In both machines I usually operate on, one at home and another at work, Nautilus seens to work pretty fast when it comes to my local files. However, as soon as I connect it using the SSH option on Nautilus, it becomes really painfully slow, taking 2-5 seconds to open a folder, while a terminal ssh session would take just a fraction of a second to run a cd
command.
The same goes for copying files, with a cp
being nearly instantaneous on terminal-SSH, while
it takes a lot more in Nautilus.
The worse case, however, happens when i try to copy any of my local files to the remote side using Nautilus: it may take several minutes, maybe an hour, if the file (a tar, for example) is too big (500MB or bigger, let's say) while a sftp > put
or scp
would last seconds, or just a few minutes at worse.
Isn't Nautilus supposed to run the same SSH/SFTP connections and commands? If yes, why would it be considerably slower than the terminal on that?

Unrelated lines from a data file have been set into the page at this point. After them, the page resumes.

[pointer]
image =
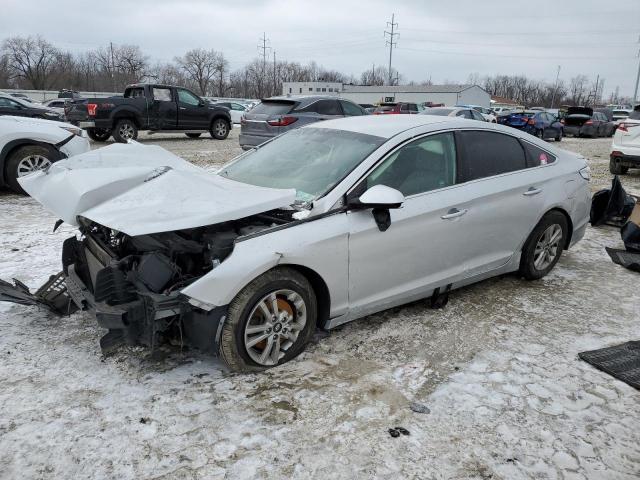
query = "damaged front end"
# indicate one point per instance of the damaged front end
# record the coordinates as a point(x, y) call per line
point(133, 283)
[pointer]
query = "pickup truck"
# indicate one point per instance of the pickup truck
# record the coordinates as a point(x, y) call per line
point(152, 107)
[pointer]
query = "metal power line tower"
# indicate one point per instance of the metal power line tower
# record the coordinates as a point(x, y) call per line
point(391, 42)
point(263, 46)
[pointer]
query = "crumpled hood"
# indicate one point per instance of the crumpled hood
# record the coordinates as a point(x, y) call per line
point(139, 189)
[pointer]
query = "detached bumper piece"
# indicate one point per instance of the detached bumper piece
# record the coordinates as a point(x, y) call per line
point(53, 295)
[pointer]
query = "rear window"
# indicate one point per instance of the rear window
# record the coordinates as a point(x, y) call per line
point(536, 156)
point(487, 154)
point(272, 108)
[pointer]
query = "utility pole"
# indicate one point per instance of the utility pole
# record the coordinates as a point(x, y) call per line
point(555, 87)
point(635, 90)
point(264, 49)
point(113, 67)
point(391, 42)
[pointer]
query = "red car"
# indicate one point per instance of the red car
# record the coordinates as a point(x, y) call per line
point(396, 108)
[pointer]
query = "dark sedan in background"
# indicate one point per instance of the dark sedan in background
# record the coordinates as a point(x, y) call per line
point(584, 122)
point(276, 115)
point(541, 124)
point(19, 107)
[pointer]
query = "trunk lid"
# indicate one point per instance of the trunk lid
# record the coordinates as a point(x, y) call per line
point(255, 120)
point(138, 189)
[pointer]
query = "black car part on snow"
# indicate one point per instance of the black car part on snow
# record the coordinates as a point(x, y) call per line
point(611, 206)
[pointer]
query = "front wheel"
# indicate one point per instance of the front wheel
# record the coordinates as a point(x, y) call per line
point(544, 246)
point(98, 134)
point(23, 161)
point(269, 322)
point(220, 129)
point(125, 130)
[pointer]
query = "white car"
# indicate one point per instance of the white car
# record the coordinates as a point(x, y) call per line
point(625, 149)
point(319, 226)
point(30, 144)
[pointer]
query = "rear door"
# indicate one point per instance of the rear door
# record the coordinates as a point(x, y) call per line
point(164, 109)
point(502, 198)
point(193, 113)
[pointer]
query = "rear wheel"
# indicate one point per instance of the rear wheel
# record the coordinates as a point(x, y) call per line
point(616, 168)
point(24, 161)
point(125, 130)
point(98, 134)
point(544, 246)
point(220, 129)
point(269, 322)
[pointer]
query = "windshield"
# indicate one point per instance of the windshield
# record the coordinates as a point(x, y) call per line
point(438, 111)
point(311, 160)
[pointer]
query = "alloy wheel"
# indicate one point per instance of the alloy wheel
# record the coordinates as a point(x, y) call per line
point(547, 247)
point(126, 131)
point(274, 325)
point(32, 163)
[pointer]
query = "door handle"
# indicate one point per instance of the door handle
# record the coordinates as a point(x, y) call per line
point(454, 213)
point(532, 191)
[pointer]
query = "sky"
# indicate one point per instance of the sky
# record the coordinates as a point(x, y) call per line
point(438, 40)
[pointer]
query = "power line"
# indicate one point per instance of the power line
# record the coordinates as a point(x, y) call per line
point(391, 43)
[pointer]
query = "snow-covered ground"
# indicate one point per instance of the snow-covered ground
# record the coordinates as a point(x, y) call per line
point(498, 369)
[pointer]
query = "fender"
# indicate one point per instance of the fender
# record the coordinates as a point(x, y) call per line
point(56, 154)
point(321, 245)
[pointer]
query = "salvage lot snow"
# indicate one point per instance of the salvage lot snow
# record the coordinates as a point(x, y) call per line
point(497, 368)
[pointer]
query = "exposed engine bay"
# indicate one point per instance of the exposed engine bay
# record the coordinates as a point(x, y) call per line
point(133, 283)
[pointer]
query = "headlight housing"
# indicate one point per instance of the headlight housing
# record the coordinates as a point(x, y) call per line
point(75, 130)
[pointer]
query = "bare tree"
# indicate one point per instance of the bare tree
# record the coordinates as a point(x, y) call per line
point(32, 59)
point(200, 66)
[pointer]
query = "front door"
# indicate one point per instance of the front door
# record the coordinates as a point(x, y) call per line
point(192, 113)
point(422, 249)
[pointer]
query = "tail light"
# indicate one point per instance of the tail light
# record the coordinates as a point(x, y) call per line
point(283, 121)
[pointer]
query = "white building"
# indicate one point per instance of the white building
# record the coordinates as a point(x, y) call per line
point(448, 95)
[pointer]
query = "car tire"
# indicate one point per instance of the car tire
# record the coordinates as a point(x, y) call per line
point(616, 168)
point(98, 134)
point(244, 312)
point(125, 130)
point(220, 129)
point(23, 161)
point(543, 249)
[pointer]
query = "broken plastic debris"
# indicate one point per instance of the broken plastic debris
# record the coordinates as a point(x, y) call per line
point(419, 408)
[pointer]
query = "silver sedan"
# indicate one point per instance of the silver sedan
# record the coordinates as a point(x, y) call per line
point(320, 226)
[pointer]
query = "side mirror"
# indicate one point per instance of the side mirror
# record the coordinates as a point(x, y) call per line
point(381, 199)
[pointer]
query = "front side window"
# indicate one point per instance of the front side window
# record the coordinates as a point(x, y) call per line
point(310, 160)
point(420, 166)
point(162, 94)
point(486, 154)
point(188, 98)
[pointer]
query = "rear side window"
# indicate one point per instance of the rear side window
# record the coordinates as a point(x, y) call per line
point(536, 156)
point(272, 108)
point(328, 107)
point(486, 154)
point(350, 109)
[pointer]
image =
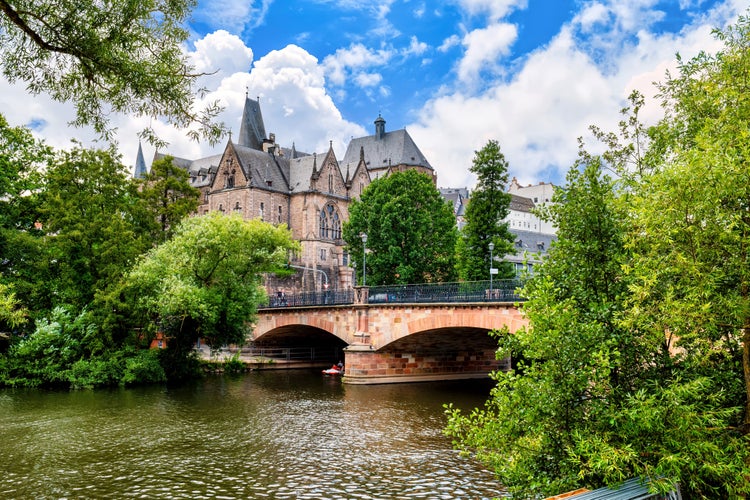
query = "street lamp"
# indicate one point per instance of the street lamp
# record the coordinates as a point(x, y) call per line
point(364, 258)
point(492, 247)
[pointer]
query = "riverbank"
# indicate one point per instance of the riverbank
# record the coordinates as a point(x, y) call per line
point(239, 360)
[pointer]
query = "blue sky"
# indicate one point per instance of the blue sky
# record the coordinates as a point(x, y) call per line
point(532, 74)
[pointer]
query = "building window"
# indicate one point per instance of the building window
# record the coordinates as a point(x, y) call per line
point(330, 223)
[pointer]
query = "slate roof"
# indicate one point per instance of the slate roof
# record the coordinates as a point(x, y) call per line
point(521, 203)
point(252, 129)
point(264, 168)
point(393, 148)
point(140, 164)
point(201, 170)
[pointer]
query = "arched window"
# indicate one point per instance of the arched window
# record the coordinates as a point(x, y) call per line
point(330, 223)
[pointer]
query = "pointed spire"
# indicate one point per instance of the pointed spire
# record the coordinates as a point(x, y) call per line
point(379, 127)
point(252, 129)
point(140, 164)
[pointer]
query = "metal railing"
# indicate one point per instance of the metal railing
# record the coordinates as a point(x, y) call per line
point(292, 353)
point(466, 291)
point(323, 298)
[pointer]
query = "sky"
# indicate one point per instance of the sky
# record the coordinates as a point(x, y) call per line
point(531, 74)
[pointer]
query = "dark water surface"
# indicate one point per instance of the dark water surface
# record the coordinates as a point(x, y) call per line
point(264, 435)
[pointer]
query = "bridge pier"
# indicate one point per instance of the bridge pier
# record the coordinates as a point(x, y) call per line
point(364, 365)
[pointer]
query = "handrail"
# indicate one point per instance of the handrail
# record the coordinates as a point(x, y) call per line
point(464, 291)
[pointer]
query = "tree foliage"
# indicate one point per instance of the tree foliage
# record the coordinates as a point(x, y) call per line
point(168, 196)
point(411, 231)
point(120, 56)
point(206, 281)
point(94, 223)
point(488, 206)
point(22, 160)
point(637, 359)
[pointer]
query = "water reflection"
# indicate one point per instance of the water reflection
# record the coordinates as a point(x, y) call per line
point(265, 435)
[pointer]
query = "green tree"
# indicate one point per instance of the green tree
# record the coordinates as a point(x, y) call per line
point(410, 228)
point(568, 360)
point(488, 207)
point(636, 361)
point(168, 196)
point(23, 263)
point(121, 56)
point(92, 218)
point(206, 282)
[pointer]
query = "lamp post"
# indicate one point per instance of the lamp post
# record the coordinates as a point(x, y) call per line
point(364, 258)
point(492, 247)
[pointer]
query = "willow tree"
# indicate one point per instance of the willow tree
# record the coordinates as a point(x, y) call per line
point(206, 281)
point(637, 359)
point(488, 206)
point(411, 231)
point(118, 56)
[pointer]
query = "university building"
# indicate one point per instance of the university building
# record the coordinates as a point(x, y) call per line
point(310, 193)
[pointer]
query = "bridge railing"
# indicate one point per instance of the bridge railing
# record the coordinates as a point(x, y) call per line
point(322, 298)
point(465, 291)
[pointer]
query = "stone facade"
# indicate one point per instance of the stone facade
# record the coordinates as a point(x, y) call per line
point(310, 193)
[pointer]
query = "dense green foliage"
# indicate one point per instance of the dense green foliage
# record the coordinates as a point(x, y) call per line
point(168, 196)
point(636, 362)
point(121, 56)
point(411, 231)
point(205, 282)
point(488, 207)
point(94, 223)
point(77, 305)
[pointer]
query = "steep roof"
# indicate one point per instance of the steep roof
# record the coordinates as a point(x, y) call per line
point(385, 148)
point(140, 164)
point(252, 129)
point(521, 203)
point(265, 170)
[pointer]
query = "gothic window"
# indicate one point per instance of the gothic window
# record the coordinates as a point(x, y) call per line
point(323, 224)
point(330, 223)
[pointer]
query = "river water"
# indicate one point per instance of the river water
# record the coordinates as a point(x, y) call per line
point(283, 434)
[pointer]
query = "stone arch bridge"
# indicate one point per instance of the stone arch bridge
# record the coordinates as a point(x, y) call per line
point(386, 342)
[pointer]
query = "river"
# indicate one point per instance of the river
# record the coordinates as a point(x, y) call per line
point(282, 434)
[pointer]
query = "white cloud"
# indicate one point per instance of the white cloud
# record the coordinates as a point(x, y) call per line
point(450, 42)
point(416, 47)
point(557, 92)
point(483, 48)
point(353, 60)
point(233, 15)
point(220, 54)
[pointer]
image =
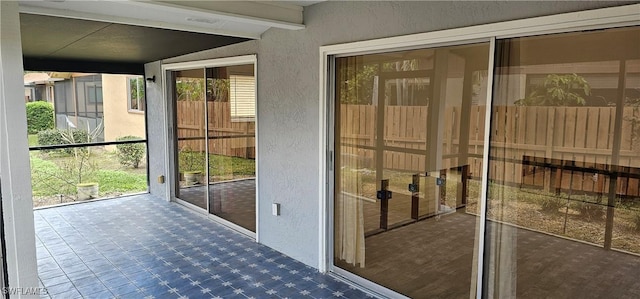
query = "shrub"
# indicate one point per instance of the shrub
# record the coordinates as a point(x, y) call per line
point(130, 154)
point(591, 211)
point(552, 204)
point(40, 116)
point(56, 137)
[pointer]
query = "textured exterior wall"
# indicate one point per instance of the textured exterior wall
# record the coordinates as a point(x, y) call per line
point(17, 204)
point(118, 120)
point(288, 95)
point(157, 133)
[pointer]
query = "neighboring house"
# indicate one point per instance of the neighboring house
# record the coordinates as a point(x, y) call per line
point(81, 100)
point(39, 87)
point(123, 106)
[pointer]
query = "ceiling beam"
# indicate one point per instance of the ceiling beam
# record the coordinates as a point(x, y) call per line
point(165, 15)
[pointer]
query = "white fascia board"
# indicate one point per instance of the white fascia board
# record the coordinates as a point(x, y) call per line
point(584, 20)
point(158, 15)
point(136, 22)
point(216, 62)
point(218, 14)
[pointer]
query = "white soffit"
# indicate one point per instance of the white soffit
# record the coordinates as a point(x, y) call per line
point(248, 20)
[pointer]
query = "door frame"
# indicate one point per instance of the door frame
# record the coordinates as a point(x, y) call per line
point(619, 16)
point(171, 139)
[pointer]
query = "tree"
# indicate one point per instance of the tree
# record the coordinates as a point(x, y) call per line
point(558, 90)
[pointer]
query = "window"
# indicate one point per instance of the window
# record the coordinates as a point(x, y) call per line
point(136, 93)
point(94, 93)
point(242, 92)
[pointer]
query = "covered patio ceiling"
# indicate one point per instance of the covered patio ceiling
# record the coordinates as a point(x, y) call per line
point(121, 36)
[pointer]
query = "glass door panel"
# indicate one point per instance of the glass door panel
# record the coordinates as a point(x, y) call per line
point(402, 168)
point(191, 137)
point(231, 117)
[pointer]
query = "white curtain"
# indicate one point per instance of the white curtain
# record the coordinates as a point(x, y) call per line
point(349, 221)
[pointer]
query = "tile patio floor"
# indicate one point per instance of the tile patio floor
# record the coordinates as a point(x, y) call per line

Update: both of my machines were attempting to connect to the same server, which happens to be an AWS ec2 instance. Those two can use the nautilus remote session with no significant delay between them, only the AWS machine offers this kind of issue on both. While this may seen an AWS issue, I still don't see how can the SSH terminal be way faster than Nautilus even on AWS.
Update 2 : The same problem happens on pcmanfm
, so this may be not a Nautilus problem after all.